Yong Tao
From Wikipedia, the free encyclopedia
Empire chinois
| Naissance |
Inconnue Empire chinois |
|---|---|
| Nom dans la langue maternelle |
永涛 (Yong Tao) |
| Autres noms |
nom de courtoisie : Guojun (国钧) |
| Nationalité | |
| Activités | |
| Autres activités |
Yong Tao (chinois : 永涛 ; chinois traditionnel : 永濤 ; pinyin : ; Wade : Yung³ T’ao¹), nom de courtoisie Guojun (国钧) est un poète de la fin de la dynastie Tang. Originaire de Chengdu (aujourd’hui Chengdu, Sichuan), c’est un poète habile dans le ci et le fu. Les années de naissance et de mort de Yong Tao sont inconnues. Certains estiment qu’il naît autour de 800 et meurt vers 855.

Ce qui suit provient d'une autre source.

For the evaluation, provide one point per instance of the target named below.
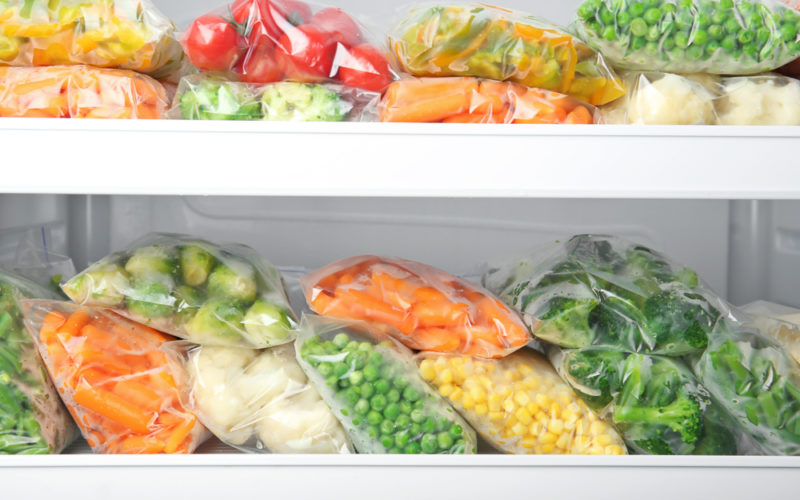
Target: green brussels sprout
(102, 285)
(235, 280)
(151, 300)
(268, 324)
(196, 263)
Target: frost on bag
(258, 401)
(264, 41)
(423, 307)
(603, 290)
(113, 378)
(205, 97)
(471, 100)
(656, 402)
(520, 405)
(209, 294)
(127, 34)
(373, 386)
(727, 37)
(79, 92)
(32, 419)
(498, 44)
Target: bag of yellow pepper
(498, 44)
(127, 34)
(520, 404)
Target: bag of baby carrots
(111, 374)
(473, 100)
(423, 307)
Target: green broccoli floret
(291, 101)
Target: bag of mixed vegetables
(498, 44)
(80, 92)
(258, 401)
(423, 307)
(373, 386)
(127, 34)
(726, 37)
(264, 41)
(210, 294)
(206, 97)
(113, 378)
(32, 419)
(471, 100)
(605, 291)
(520, 405)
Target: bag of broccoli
(194, 289)
(726, 37)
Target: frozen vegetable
(373, 386)
(113, 377)
(32, 419)
(729, 37)
(127, 34)
(656, 402)
(421, 306)
(258, 401)
(209, 294)
(79, 92)
(264, 41)
(470, 100)
(498, 44)
(520, 405)
(603, 290)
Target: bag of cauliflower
(258, 401)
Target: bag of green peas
(375, 390)
(726, 37)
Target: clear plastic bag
(725, 37)
(471, 100)
(210, 294)
(258, 401)
(113, 378)
(604, 290)
(374, 387)
(32, 419)
(126, 34)
(264, 41)
(79, 92)
(423, 307)
(498, 44)
(520, 405)
(656, 402)
(206, 97)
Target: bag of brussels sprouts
(726, 37)
(210, 294)
(374, 388)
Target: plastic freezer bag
(423, 307)
(210, 294)
(79, 92)
(471, 100)
(656, 402)
(263, 41)
(520, 405)
(32, 419)
(259, 401)
(603, 290)
(204, 97)
(498, 44)
(726, 37)
(373, 386)
(114, 379)
(127, 34)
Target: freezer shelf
(416, 160)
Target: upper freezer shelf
(398, 160)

Yong Tao naît à Chengdu dans une famille extrêmement pauvre[1]. En novembre et décembre 829, il est témoin l’invasion du Nanzhao dans l’ouest du Sichuan, de la prise par assaut de la ville extérieure de Chengdu[2]. Selon les versions il est soit fait prisonnier[2] ou soit exilé[3]. Il vit en errance au Yunnan. Il est studieux, talentueux et dévoué à la création poétique. En 834, il réussit l’examen de jinshi (doctorat d’État) et il obtient l’approbation enthousiaste de la plupart des célébrités de l’époque, ce qui pose des bases solides à son entrée dans la carrière officielle[3].
Il est nommé censeur impérial. Puis, il occupe le poste d’adjoint au préfet du district de Fengyi (冯翊) dans la préfecture de Tong. En 852, alors qu’il est nommé assistant pédagogique (助教), spécialisé dans l’enseignement du Maoshi[a 1],[4], la renommée poétique de Yong grandit, et il a des relations avec un groupe de célèbres poètes comme Jia Dao, Yin Yaofan, Zhang Xiaobiao, Wu Ke, Yao He, Xu Ning et d’autres figures célèbres de l’époque. À Chang’an, il se divertit avec eux par le qin, le vin, la poésie et la calligraphie[5]. Cependant, fort de son talent, Yong Tao est fier et dédaigne ses proches. En 854, il quitte la capitale pour devenir gouverneur provincial (刺史) de Jianzhou (aujourd’hui le xian de Jianyang, Sichuan)[6]. Sa renommée à l’époque est de plus en plus grande et il se compare aux renommés poètes Xie Tiao et à Liu Wuxing, disant que les lettrés du début de la dynastie Tang ne sont que des scribes. Lorsqu’il le peut, il rend visite à des amis poètes et s’instruit en littérature et en art. Pendant cette période, il voyage dans les Trois Gorges, les monts Qinling, dans de nombreux endroits au sud du Yangtsé et au nord des frontières, et il écrit de nombreux poèmes de voyage[3]. Plus tard, il devient gouverneur (刺史) de Yazhou (雅州). Puis, il démissionne pour raison de santé et vit en retraite et garde une attitude hautaine envers les lettrés. On ne sait pas ce qu’il devient[1].
La vie de Yong Tao est sans aucun doute une réussite, et son art poétique profond lui a apporté d’innombrables honneurs[4]. Sa situation personnelle et le contexte troublé de la fin des Tang ont une grande influence sur sa poésie.